ページビューの合計

2015年9月10日木曜日

社説:軽減税率 給付金では代替できぬ

 政府が、生活必需品の消費税率を低く抑える軽減税率の代わりに、低所得者に給付金を配る案を検討している。麻生太郎財務相は「複数の税率を入れるのは面倒くさい」と、その理由を説明した。

 しかし、給付金方式では消費者の痛税感を和らげる効果は限られ、与党合意にも反する。今後も消費増税が避けられない財政事情の中で国民生活を守るためには、やはり軽減税率が欠かせない。

 財務省が検討しているのは、2017年4月に消費税が10%へ引き上げられるのに伴って、飲食料品に軽減税率を適用する代わりに、増税分に相当する給付金を低所得世帯に支給するという案だ。

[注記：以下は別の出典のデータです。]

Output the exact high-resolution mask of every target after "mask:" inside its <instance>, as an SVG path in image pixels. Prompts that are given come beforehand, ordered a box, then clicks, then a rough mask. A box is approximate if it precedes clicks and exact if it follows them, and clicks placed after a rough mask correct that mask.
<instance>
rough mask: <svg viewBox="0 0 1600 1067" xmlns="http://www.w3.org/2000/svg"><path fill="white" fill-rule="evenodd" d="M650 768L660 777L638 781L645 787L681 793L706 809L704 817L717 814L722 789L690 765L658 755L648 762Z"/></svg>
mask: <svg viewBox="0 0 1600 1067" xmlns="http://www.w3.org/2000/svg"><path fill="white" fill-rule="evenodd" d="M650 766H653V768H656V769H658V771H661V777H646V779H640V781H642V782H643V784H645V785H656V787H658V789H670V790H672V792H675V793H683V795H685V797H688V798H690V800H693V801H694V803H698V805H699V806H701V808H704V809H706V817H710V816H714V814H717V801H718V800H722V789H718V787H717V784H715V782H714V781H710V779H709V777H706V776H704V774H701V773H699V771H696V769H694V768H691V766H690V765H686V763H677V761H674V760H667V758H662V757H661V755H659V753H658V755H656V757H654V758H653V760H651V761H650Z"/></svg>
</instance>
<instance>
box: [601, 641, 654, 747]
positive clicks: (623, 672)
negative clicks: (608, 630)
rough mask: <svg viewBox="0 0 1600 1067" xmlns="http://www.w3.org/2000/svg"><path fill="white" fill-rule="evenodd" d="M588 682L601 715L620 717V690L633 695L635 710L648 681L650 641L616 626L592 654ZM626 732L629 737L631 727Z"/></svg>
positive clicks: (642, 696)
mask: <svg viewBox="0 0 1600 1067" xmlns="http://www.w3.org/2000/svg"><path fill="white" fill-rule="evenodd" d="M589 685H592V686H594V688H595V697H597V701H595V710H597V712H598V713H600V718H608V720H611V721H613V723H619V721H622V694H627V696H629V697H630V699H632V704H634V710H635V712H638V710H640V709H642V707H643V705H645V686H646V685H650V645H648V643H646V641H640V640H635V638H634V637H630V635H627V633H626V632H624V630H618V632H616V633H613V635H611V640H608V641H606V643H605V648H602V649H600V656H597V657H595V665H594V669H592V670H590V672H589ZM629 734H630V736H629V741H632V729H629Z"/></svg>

 軽減税率を導入するには、どの品目を対象にするかという線引きや、経理事務の負担をどう軽減するかといった問題を解決する必要がある。今回の案は複数の税率を用いないため、そうした問題を回避できる。麻生財務相が「面倒くさくないようにするところが手口だ」と説明したのは、そういう意味だろう。

 しかし、自民、公明両党は13年に軽減税率の導入に合意し、14年の衆院選の共通公約でも導入を目指す方針を明記していた。税率10%への引き上げ時期が1年半先送りされたことで制度設計を検討する時間的な余裕もできたはずだ。公約やこれまでの検討過程をないがしろにして、面倒だからやめたでは済むまい。

 そもそも給付金方式では、消費者が物を買ったりサービスを受けたりするときの税負担が軽くなるわけではない。一部は後から補填(ほてん)されると言われても、消費意欲は高まらないだろう。

 政府は消費税率を8%に引き上げた際、「簡素な給付措置」として低所得者に1万〜1万5000円の給付金を配布したが、個人消費の底上げにはつながらなかった。そうした現実を直視すべきだ。

 消費税は社会保障の財源になる。社会保障費は高齢化に伴って膨らみ続けるため、巨額の財政赤字を抱える国の台所事情を考えると、今後も税率の引き上げは避けられないだろう。そして消費税の負担は、生活必需品を購入する割合が高い低所得者ほど重く感じる。税率が高くなるほどその影響は深刻になるはずだ。

 そうした低所得者対策に重点を置きつつ、個人消費への悪影響を抑えるためには給付金よりも、代金支払時の税負担減を実感できる軽減税率の方が適している。

 軽減税率に関する与党協議は週明けに再開される。財務省は給付金案を提示する予定だが、10%時の軽減税率導入という国民への約束を果たすことが政治の責任だ。
(毎日新聞)

 面倒でも、諸外国は、食料品などの生活必需品について、買い物の際に受けられる、非課税か低率の軽減税率を採用している。